Tools, algorithms, methods, code.
Last updated November, 2024
Algorithms, methods, and code are continuously being developed within MIDRC. Please see below for a current list.
Check back often for updates!
See our ‘Web-based tools’ page for ‘plug-and-play’ tools for cohort building, indexing, performance metric selection, bias awareness, and more.
Featured:
The MIDRC diversity calculator is an open-source tool designed to assess and quantify the diversity within medical imaging datasets. By analyzing demographic attributes, this calculator helps researchers ensure that their datasets are representative of diverse populations, aiding in the development of more equitable and inclusive AI models in healthcare. The tool is hosted on GitHub, where users can access the code, contribute, and collaborate to improve its functionality.

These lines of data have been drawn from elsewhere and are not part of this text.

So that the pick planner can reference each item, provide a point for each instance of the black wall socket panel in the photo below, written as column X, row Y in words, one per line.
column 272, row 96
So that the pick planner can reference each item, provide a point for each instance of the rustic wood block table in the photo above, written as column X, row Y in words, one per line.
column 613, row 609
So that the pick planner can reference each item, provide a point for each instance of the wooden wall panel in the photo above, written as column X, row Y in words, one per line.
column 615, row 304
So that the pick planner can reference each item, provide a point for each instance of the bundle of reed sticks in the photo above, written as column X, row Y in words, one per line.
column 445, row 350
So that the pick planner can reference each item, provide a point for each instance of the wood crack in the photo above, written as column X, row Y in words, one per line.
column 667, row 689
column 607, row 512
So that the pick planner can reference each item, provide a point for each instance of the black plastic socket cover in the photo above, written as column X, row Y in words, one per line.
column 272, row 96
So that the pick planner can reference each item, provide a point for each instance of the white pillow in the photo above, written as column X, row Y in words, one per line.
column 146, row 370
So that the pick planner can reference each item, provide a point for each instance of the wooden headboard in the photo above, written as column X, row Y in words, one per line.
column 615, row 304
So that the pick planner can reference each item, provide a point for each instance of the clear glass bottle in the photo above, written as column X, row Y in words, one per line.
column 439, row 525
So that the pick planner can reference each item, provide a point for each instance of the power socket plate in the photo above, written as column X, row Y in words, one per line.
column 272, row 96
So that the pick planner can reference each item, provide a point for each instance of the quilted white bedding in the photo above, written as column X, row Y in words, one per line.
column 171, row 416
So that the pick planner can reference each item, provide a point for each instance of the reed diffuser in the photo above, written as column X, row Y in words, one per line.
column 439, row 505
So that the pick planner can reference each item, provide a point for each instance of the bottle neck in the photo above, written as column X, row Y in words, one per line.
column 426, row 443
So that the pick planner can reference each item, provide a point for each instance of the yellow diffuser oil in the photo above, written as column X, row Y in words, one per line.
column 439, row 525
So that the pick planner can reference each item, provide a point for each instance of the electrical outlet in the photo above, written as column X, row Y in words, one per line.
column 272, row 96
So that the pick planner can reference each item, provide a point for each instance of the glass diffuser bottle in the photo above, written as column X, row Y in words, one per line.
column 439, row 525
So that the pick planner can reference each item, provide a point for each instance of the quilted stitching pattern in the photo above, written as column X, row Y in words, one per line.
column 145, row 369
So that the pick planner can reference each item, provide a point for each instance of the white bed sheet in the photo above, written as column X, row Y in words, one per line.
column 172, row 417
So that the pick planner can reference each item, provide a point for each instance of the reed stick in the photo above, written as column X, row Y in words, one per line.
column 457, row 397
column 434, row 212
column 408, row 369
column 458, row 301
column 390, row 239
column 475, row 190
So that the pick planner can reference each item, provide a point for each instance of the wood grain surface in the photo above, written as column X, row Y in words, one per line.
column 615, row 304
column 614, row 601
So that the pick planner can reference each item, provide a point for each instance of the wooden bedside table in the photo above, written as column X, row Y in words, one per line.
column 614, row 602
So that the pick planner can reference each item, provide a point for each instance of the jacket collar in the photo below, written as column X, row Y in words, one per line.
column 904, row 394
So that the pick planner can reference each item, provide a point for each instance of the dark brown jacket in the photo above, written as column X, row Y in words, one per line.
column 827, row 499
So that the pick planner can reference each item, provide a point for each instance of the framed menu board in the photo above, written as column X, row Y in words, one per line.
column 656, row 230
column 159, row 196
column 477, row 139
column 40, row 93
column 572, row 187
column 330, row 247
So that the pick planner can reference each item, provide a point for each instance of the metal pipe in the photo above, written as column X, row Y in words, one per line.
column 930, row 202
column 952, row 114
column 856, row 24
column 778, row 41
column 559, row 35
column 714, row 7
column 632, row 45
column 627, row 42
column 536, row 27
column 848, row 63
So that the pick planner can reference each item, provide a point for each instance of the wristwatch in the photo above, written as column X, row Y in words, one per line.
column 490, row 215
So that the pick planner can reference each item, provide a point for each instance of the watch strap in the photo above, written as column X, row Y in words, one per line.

Learn more about the diversity calculator in this short demo video, a MIDRC seminar recording, or the peer-reviewed publication.
The MIDRC DICOM harmonization mapping tool is an open-source utility aimed at standardizing and harmonizing DICOM files across diverse medical imaging datasets. By aligning and normalizing metadata and image attributes, including unstructured character string fields, this mapping table facilitates cohort selection in the MIDRC data commons and ensures the integration and interoperability of imaging data, providing consistency quality in large-scale research initiatives. It is available on GitHub for users to access and input suggestions for additional LOINC terminology.
Learn more in this MIDRC seminar recording.
RadGraph is a tool designed to support the development of AI models that understand and evaluate radiology reports. Combining a Python-based labeling tool with an annotated dataset, RadGraph enables researchers to extract medical terms and their relationships from unstructured text. It serves as a foundation for training and refining natural language processing (NLP) models specifically tailored to healthcare applications. RadGraph is hosted on PhysioNet, accessing the tool requires user credentials.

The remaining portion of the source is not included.